It seems almost shocking that the timeless Australian classic, Picnic at Hanging Rock, recently celebrated its fortieth anniversary. The first major directorial effort by Peter Weir, this iconic motion picture was closely- based on author, Joan Lindsay’s haunting and ethereal novella.

Set at the turn of the twentieth century on the cusp of Federation, Picnic at Hanging Rock slowly unfolds with three girls and their teacher from an exclusive private school, going missing in rural Victoria on St. Valentine’s Day. After an extensive and desperate search by local townsfolk and the police, only one of the girls is eventually found.

The mysterious atmosphere is further highlighted by Russell Boyd’s striking photography, Judith Doorman’s delicate costume design, and Gheorghe Zamfir’s breathtaking pan pipe soundtrack.

Upon release, the film created immediate fervour with local and international audiences.
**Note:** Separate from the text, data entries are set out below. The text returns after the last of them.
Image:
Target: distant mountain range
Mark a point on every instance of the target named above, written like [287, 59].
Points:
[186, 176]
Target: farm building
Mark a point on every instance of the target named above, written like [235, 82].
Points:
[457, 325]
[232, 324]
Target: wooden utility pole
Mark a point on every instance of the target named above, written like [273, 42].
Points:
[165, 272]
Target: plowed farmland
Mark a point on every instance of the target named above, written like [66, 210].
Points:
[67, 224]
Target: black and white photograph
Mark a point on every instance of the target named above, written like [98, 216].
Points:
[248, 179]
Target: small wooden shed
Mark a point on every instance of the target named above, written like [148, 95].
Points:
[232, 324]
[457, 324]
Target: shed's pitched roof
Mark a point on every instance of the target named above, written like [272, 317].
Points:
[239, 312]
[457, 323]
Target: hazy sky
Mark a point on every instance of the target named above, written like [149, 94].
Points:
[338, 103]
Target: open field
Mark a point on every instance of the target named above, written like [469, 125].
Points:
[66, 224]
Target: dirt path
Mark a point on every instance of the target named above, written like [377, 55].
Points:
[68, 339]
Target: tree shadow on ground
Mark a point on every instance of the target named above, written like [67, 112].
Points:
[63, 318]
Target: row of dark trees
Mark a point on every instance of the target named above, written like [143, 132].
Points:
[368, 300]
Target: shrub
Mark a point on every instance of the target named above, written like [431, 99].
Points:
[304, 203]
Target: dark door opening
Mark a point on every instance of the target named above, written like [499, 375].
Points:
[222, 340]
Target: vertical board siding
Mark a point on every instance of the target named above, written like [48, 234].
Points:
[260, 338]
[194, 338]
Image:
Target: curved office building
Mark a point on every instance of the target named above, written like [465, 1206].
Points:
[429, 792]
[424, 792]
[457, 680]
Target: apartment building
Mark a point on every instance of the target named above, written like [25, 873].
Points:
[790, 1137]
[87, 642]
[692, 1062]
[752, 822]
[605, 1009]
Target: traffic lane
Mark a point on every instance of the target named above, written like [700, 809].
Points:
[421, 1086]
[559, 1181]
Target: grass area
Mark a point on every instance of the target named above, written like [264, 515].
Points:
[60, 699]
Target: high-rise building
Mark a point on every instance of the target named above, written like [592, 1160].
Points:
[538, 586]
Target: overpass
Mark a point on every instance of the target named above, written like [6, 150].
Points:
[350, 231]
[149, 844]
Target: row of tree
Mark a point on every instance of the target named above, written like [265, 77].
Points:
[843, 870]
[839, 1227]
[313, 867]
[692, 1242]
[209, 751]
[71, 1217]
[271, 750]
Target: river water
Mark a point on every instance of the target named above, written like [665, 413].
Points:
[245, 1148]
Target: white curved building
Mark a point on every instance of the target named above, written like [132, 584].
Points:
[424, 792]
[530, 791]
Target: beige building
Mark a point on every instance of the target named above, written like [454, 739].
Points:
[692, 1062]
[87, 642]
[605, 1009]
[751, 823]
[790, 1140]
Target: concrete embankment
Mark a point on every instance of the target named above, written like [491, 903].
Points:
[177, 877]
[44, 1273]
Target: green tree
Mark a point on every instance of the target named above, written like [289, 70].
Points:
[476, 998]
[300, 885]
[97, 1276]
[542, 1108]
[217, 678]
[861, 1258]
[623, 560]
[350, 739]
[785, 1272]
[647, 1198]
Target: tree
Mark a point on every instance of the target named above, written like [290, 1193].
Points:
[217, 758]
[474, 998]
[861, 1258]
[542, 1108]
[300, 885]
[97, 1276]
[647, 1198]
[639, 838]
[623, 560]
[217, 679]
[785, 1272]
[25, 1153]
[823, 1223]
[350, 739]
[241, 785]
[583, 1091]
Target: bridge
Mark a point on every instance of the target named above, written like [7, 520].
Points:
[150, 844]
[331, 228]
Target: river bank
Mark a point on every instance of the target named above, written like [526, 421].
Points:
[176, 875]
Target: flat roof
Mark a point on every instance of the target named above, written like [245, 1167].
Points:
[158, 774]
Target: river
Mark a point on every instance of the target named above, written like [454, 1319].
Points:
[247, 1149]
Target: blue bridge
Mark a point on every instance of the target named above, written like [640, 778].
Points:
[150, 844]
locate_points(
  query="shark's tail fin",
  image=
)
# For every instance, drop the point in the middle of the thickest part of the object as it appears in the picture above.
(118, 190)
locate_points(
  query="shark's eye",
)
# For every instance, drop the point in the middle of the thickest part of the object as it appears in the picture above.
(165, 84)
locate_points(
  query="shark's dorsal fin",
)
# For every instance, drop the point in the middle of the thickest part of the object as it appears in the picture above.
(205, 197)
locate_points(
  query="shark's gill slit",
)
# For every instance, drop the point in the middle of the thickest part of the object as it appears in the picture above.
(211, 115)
Picnic at Hanging Rock’s smart production values appeared so historically ingrained, many viewers believed that the story was based on actual events.
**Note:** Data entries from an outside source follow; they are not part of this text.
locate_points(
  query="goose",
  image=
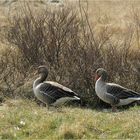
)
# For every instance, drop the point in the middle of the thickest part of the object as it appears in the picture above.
(52, 93)
(111, 93)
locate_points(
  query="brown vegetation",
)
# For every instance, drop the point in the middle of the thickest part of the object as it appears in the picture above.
(65, 41)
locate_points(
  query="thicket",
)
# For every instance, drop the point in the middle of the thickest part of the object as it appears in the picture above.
(66, 42)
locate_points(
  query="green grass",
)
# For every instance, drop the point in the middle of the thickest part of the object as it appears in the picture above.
(24, 119)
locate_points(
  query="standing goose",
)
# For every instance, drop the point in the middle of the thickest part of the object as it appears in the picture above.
(111, 93)
(52, 93)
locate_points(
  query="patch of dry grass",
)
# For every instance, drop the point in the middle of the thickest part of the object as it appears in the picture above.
(25, 119)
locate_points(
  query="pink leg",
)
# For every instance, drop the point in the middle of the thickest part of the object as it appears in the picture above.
(114, 108)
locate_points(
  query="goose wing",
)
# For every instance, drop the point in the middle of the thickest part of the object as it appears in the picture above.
(121, 92)
(56, 91)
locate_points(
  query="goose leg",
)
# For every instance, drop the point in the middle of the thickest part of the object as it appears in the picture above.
(114, 108)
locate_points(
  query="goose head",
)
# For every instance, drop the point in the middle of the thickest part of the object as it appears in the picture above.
(101, 73)
(43, 71)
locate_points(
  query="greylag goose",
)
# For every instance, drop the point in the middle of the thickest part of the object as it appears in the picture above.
(52, 93)
(111, 93)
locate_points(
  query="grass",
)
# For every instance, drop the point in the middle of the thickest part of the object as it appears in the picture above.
(24, 119)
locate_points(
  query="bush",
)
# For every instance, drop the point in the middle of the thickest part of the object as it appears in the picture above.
(64, 40)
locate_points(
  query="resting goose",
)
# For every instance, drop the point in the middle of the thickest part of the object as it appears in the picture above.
(51, 93)
(111, 93)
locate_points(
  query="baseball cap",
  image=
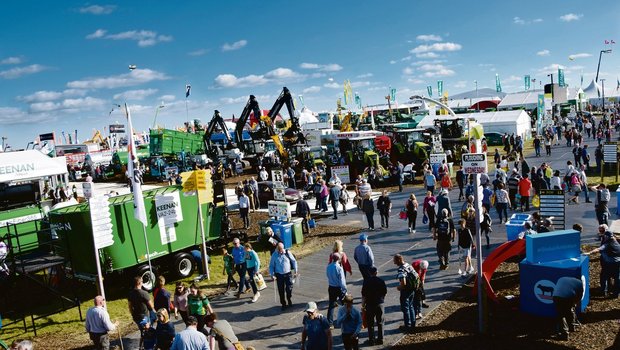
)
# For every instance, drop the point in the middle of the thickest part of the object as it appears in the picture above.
(311, 306)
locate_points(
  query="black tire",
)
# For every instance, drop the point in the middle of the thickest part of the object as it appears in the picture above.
(184, 265)
(148, 279)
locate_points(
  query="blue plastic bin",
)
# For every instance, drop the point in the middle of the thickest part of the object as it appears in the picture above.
(513, 228)
(284, 230)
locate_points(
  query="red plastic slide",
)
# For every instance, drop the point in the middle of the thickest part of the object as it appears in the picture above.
(493, 260)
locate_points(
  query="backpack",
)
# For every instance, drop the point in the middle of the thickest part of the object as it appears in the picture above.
(412, 280)
(443, 230)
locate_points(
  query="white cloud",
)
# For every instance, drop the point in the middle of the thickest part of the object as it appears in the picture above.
(17, 72)
(199, 52)
(330, 67)
(11, 60)
(135, 77)
(276, 75)
(436, 47)
(312, 90)
(167, 98)
(234, 46)
(579, 55)
(429, 37)
(41, 96)
(427, 55)
(135, 94)
(571, 17)
(75, 104)
(98, 9)
(144, 38)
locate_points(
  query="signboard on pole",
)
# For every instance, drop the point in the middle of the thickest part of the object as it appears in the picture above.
(343, 173)
(474, 163)
(610, 152)
(553, 206)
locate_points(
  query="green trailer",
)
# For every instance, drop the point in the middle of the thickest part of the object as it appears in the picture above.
(128, 252)
(165, 142)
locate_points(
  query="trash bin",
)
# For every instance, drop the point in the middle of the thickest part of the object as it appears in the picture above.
(284, 230)
(513, 228)
(298, 231)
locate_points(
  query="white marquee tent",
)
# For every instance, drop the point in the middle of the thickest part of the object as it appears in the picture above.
(517, 121)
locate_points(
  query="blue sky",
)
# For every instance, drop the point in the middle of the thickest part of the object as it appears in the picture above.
(64, 64)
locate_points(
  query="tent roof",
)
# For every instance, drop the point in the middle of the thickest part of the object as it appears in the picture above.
(31, 164)
(520, 98)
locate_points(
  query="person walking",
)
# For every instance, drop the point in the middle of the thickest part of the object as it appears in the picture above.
(281, 268)
(405, 275)
(190, 338)
(98, 324)
(444, 233)
(334, 198)
(198, 305)
(316, 333)
(350, 322)
(374, 291)
(337, 286)
(368, 207)
(384, 205)
(252, 263)
(344, 261)
(411, 208)
(238, 253)
(364, 257)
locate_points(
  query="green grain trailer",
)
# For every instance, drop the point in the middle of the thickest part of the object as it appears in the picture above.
(73, 227)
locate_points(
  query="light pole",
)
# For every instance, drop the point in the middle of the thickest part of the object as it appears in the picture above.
(477, 102)
(599, 61)
(603, 88)
(552, 98)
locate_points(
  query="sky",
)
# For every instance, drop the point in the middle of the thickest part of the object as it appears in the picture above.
(64, 65)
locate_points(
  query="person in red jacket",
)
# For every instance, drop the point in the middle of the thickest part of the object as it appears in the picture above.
(525, 187)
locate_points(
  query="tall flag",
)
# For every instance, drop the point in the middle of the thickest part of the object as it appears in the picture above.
(498, 84)
(134, 173)
(561, 81)
(528, 82)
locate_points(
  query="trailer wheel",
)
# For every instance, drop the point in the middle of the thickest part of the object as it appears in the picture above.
(183, 265)
(148, 278)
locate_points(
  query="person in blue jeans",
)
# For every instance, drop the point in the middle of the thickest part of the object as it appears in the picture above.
(406, 293)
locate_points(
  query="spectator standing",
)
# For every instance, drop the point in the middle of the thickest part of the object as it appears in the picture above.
(411, 208)
(316, 333)
(368, 207)
(406, 292)
(190, 338)
(350, 322)
(98, 324)
(180, 301)
(252, 263)
(566, 294)
(443, 233)
(281, 265)
(373, 296)
(364, 257)
(337, 286)
(384, 205)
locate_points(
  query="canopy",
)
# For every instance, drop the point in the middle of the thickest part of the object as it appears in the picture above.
(31, 164)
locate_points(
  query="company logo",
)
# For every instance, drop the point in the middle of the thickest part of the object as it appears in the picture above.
(543, 290)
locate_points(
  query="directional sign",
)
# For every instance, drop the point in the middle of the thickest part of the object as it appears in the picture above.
(474, 163)
(553, 205)
(610, 152)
The movie also become a touchstone for shaping our national identity overseas, as well as helping to rebuild Australia’s long – dormant motion picture industry in the process.

There has been a recent trend of adapting famous films for the stage. Some ambitious examples include Brief Encounter, Mary Poppins, Ghost – The Musical, and North by Northwest.

Brief Encounter and North by Northwest in particular, were almost literal scene by scene readings of each movie, successfully integrating small and large scale props for dramatic and comic effect.

As part of their 2016 line up, the Malthouse Theatre’s premiere of Picnic at Hanging Rock, could not be more different from the above-mentioned shows.

Expanding on both Linsday’s foreboding book and the film’s seamless fluidity, the Malthouse team of Tom Wright (playwright), Matthew Lutton (direction), Zoe Atkinson (set & costumes), Paul Jackson (lighting), Ash Gibson Greig (composition), and J. David Franzke (sound) have created a striking and piquant theatrical journey.

Dripping with stark symbolism not unlike Charles Blackman’s Schoolgirl series of paintings come to life, the company’s hypnotic and filmic re-imagining almost takes place inside the mind of a David Lynch, John Wyndham, Henry James or Stanley Kubrick. Even the most minor detail seems controlled, if not at the mercy of a higher presence.

Atkinson’s deceptively simple yet hard-angled charcoal grey set makes oblique reference to The Bermuda Triangle. The popular theory being, that Hanging Rock is actually a portal to a parallel universe. This notion is potentially underscored by an oversized prop wardrobe at the rear of the stage, with triple doors leading into Narnia’s mythical and sinister children’s playground.

The show’s percolating sense of evil is further highlighted by the thick nest of trees suspended over the space. Also, though we never see the titular rock, whether referenced inside the void or in the distance, it is still an omnipotent presence.

Picnic at Hanging Rock’s biggest talking point may be its brilliant use of quick black outs between scenes.

Timed to the second, they add to the shape-shifting time scape the show takes great pains to build. (Tia Clark and Lyndie Li Wan Po must be commended for their choreographically challenging stage management.)

Taking all of the above technical elements into consideration, one cannot help but be drawn in.

Finally, the quintet of Harriet Gordon-Anderson, Arielle Gray, Amber McMahon, Elizabeth Nabben, and Nikki Shiels, move with ease from the Greek chorus – inspired opening prologue, to playing all of the major parts once the story proper clicks into gear.

All five tackle multiple female (and male) roles for the ninety – minute duration with equally immersive success. Without giving too much away, the creative choice of using a woman – only cast gives McMahon’s major character in particular, a massive pay off for the audience by the close of the show.

To enjoy the experience at its fullest, one may need to have read the book, seen the film or at least know some key background details. Otherwise, this is an outstanding new piece of theatre not to be missed.